Ayrıca, son dönemde belirgin şekilde açılan politika-kredi faizi makasının ilan edilen makroihtiyati tedbirlerin katkısı ile geldiği denge yakından takip edilmektedir. Kurul, parasal aktarım mekanizmasının etkinliğini destekleyecek araçlarını güçlendirmeye devam edecektir.
Enflasyonda gözlenen yükselişte; jeopolitik gelişmelerin yol açtığı enerji maliyeti artışlarının gecikmeli ve dolaylı etkileri, ekonomik temellerden uzak fiyatlama oluşumlarının etkileri, küresel enerji, gıda ve tarımsal emtia fiyatlarındaki artışların oluşturduğu güçlü negatif arz şokları etkili olmaya devam etmektedir.
Kurul, sürdürülebilir fiyat istikrarı ve finansal istikrarın güçlendirilmesi için atılan ve kararlılıkla uygulanan adımlar ile birlikte, küresel barış ortamının yeniden tesis edilmesiyle dezenflasyonist sürecin başlayacağını öngörmektedir.
Azalan dış talebin etkileri izleniyor
Azalan dış talebin toplam talep koşulları ve üretim üzerindeki etkileri yakından izlenmektedir. Küresel büyümeye yönelik belirsizliklerin ve jeopolitik risklerin daha da arttığı bir dönemde sanayi üretiminde yakalanan ivmenin ve istihdamdaki artış trendinin sürdürülmesi açısından finansal koşulların destekleyici olması kritik önem arz etmektedir. Bu çerçevede Kurul, politika faizinin 150 baz puan düşürülmesine karar vermiştir.

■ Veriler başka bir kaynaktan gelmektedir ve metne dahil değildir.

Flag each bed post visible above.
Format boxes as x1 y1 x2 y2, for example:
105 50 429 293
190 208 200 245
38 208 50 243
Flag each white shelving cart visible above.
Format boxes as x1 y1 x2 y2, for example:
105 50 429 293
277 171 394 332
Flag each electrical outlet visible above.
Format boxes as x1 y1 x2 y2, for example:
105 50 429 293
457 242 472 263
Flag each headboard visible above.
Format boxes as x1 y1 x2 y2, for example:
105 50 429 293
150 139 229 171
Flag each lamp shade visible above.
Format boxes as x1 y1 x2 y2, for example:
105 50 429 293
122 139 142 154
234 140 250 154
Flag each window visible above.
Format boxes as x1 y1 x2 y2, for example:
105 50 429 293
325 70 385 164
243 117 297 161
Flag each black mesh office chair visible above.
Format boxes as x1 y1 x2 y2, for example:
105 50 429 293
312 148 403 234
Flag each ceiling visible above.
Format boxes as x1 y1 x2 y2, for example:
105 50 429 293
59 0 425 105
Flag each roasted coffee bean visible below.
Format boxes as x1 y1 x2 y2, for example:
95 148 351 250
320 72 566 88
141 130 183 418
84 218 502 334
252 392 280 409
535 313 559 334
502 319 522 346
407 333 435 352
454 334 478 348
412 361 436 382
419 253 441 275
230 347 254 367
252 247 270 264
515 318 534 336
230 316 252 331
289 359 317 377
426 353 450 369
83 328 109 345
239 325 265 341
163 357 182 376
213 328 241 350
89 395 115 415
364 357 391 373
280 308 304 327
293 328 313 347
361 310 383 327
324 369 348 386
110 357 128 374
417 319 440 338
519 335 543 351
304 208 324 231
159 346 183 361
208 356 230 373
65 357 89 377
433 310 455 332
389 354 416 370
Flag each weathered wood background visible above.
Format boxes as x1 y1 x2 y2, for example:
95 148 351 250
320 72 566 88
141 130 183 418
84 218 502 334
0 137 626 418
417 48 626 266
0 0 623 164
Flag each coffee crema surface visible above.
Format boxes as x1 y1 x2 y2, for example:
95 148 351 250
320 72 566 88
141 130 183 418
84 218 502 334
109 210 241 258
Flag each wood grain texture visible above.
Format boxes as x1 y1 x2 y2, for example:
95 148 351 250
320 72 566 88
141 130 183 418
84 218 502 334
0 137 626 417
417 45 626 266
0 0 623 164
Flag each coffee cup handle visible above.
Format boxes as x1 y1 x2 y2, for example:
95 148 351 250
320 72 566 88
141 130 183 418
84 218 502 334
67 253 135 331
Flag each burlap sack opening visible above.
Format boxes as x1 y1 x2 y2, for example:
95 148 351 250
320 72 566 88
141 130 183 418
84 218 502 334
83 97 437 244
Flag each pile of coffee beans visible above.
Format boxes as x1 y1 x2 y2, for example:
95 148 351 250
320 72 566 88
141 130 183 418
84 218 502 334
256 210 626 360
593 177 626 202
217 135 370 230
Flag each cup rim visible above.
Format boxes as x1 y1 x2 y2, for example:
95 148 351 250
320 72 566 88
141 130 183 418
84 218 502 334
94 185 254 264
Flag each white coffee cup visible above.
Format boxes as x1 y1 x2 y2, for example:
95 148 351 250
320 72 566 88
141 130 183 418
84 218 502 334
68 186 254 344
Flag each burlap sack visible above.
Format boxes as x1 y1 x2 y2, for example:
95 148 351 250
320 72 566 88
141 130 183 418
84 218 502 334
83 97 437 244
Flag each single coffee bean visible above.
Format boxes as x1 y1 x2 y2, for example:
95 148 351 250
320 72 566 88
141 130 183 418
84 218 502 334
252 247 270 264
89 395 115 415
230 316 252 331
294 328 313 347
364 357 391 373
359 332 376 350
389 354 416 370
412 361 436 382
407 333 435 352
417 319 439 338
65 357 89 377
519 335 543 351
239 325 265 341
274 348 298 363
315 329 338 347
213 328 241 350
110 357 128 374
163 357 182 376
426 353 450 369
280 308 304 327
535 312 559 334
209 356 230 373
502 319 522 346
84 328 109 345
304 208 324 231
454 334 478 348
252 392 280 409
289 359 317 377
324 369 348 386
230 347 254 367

Kredi, teminat ve likidite politika adımları kullanılmaya devam edilecek
Kurul, takip eden toplantıda da benzer bir adım atıldıktan sonra faiz indirim döngüsünün sona erdirilmesini gündeme almıştır. Fiyat istikrarının sürdürülebilir bir şekilde kurumsallaşması amacıyla TCMB’nin tüm politika araçlarında kalıcı ve güçlendirilmiş liralaşmayı teşvik eden geniş kapsamlı bir politika çerçevesi gözden geçirme süreci devam etmektedir.
Değerlendirme süreçleri tamamlanan kredi, teminat ve likidite politika adımları para politikası aktarım mekanizmasının etkinliğinin güçlendirilmesi için kullanılmaya devam edilecektir.
TCMB, fiyat istikrarı temel amacı doğrultusunda enflasyonda kalıcı düşüşe işaret eden güçlü göstergeler oluşana ve orta vadeli yüzde 5 hedefine ulaşıncaya kadar elindeki tüm araçları liralaşma stratejisi çerçevesinde kararlılıkla kullanmaya devam edecektir.
Fiyatlar genel düzeyinde sağlanacak istikrar, ülke risk primlerindeki düşüş, ters para ikamesinin ve döviz rezervlerindeki artış eğiliminin sürmesi ve finansman maliyetlerinin kalıcı olarak gerilemesi yoluyla makroekonomik istikrarı ve finansal istikrarı olumlu etkileyecektir. Böylelikle, yatırım, üretim ve istihdam artışının sağlıklı ve sürdürülebilir bir şekilde devamı için uygun zemin oluşacaktır.”